Blutrache vor der Polizeiwache

Wegen gefährlicher Körperverletzung ist gestern ein 61-jähriger Mann aus dem Kosovo vom Trierer Landgericht zu einer Haftstrafe von vier Jahren und drei Monaten verurteilt worden. Die Staatsanwaltschaft hatte ihn wegen versuchten Totschlags angeklagt und fünf Jahre Haft gefordert.

 Tatort Polizeiwache: In dem Eingangsbereich zur Inspektion in Kues wurde ein 21-Jähriger im Sommer vorigen Jahres mit dem Messer schwer verletzt. TV-Foto: Archiv/Ilse Rosenschild

Tatort Polizeiwache: In dem Eingangsbereich zur Inspektion in Kues wurde ein 21-Jähriger im Sommer vorigen Jahres mit dem Messer schwer verletzt. TV-Foto: Archiv/Ilse Rosenschild

Trier. Es war ein Racheakt. Der 61-jährige Kosovo-Albaner, der seit 40 Jahren in Deutschland lebt, wollte die verletzte Familienehre wiederherstellen. Seine über alles geliebte Tochter, das Nesthäkchen, "seine Prinzessin", wie er während des Prozesses die 17-Jährige immer wieder nannte, war mit ihrem vier Jahre älteren Freund, den sie zwei Jahre zuvor über das Internet kennengelernt hatte, durchgebrannt.

Die beiden jungen Leute wollten heiraten, planten eine gemeinsame Zukunft in Bernkastel-Kues, wo der Freund, ebenfalls ein Kosovare, mit seiner Familie lebt.
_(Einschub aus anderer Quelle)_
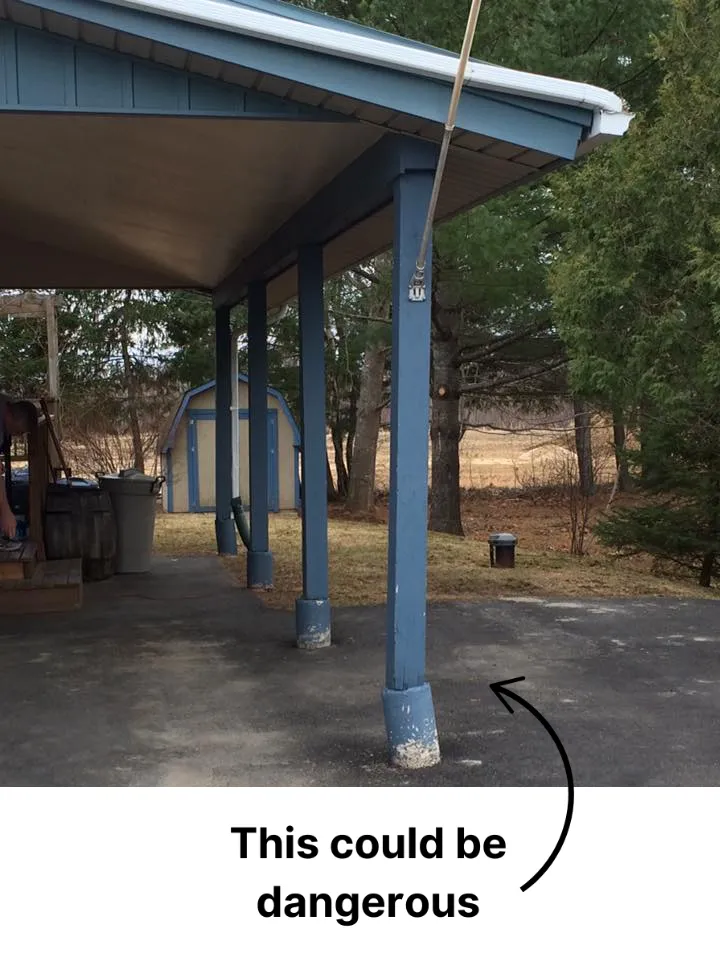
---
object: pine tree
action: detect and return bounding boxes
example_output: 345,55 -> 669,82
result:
553,0 -> 720,586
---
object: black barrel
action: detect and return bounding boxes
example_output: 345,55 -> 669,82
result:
44,481 -> 117,581
488,532 -> 518,569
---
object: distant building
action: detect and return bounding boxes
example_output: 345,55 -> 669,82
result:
159,376 -> 300,514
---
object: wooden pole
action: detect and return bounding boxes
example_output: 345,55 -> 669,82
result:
45,296 -> 60,429
0,293 -> 62,421
28,418 -> 48,560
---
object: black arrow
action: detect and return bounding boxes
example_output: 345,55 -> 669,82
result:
490,676 -> 574,893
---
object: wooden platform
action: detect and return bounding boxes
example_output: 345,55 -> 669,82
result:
0,558 -> 83,614
0,541 -> 39,581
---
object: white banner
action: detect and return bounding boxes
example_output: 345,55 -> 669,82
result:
0,788 -> 715,959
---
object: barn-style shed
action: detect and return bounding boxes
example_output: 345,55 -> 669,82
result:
160,375 -> 300,514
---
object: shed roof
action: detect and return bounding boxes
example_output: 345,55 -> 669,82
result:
160,373 -> 299,452
0,0 -> 631,306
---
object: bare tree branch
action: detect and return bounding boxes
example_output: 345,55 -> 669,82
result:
460,358 -> 569,395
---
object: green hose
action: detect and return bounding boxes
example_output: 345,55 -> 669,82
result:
231,496 -> 251,551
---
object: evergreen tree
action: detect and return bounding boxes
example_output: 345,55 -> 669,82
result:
552,0 -> 720,585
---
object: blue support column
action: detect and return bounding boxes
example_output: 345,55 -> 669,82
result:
382,169 -> 440,768
215,305 -> 237,556
247,280 -> 273,588
295,244 -> 331,649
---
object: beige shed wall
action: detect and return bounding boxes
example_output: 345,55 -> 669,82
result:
162,382 -> 298,513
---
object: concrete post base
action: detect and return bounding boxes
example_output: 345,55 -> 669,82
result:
295,597 -> 331,649
247,550 -> 273,589
382,683 -> 441,768
215,517 -> 237,556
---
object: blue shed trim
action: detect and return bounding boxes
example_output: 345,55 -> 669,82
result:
186,415 -> 199,512
0,20 -> 348,120
187,407 -> 280,512
165,449 -> 174,513
161,374 -> 299,454
293,443 -> 300,512
18,1 -> 588,155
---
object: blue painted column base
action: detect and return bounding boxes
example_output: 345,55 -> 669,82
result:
247,550 -> 274,590
382,683 -> 441,769
295,598 -> 331,650
215,518 -> 237,557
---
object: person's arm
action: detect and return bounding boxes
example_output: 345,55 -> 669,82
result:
0,464 -> 16,538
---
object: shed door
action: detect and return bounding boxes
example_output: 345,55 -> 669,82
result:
188,410 -> 279,512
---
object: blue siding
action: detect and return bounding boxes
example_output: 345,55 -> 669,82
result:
15,29 -> 75,107
76,47 -> 133,108
189,76 -> 245,114
0,22 -> 18,105
0,20 -> 345,119
132,60 -> 189,112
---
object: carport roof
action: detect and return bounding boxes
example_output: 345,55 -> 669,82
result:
0,0 -> 632,306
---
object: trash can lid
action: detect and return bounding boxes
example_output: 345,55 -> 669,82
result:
97,469 -> 159,482
119,468 -> 153,480
97,470 -> 164,494
488,532 -> 518,545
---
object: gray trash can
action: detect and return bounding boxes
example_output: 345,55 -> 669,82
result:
488,532 -> 518,569
98,469 -> 164,574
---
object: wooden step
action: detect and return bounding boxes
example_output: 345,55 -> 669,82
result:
0,558 -> 83,614
0,540 -> 38,581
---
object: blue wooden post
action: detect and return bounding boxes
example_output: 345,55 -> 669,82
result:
247,280 -> 273,588
296,244 -> 331,649
215,305 -> 237,556
382,169 -> 440,768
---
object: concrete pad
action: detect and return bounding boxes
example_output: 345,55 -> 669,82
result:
1,557 -> 718,786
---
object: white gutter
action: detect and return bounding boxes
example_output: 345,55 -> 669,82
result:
99,0 -> 631,139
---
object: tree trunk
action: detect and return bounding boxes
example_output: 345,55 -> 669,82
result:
700,480 -> 720,587
120,291 -> 145,473
700,551 -> 715,588
573,396 -> 595,497
325,452 -> 338,502
345,385 -> 357,480
430,298 -> 463,536
612,408 -> 631,492
331,423 -> 349,499
347,343 -> 386,513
Das wollte ihr Vater verhindern. Zumal der Freund nicht gut für seine Tochter sei, die Familie gehöre zu einem anderem Volksstamm der Kosovaren. Als die Eltern erfuhren, dass der Freund ihre Tochter quasi entführt hatte, mit ihr von Albstadt über Duisburg (wo die beiden in einer Wohnung von Verwandten des jungen Mannes übernachteten) nach Bernkastel-Kues gefahren war, sahen sie offenbar rot. Zusammen mit ihrem ältesten Sohn und zwei weiteren Verwandten fuhren sie an die Mosel. Woher sie wussten, wo genau sich die 17-Jährige aufhielt, blieb während des Prozesses unklar.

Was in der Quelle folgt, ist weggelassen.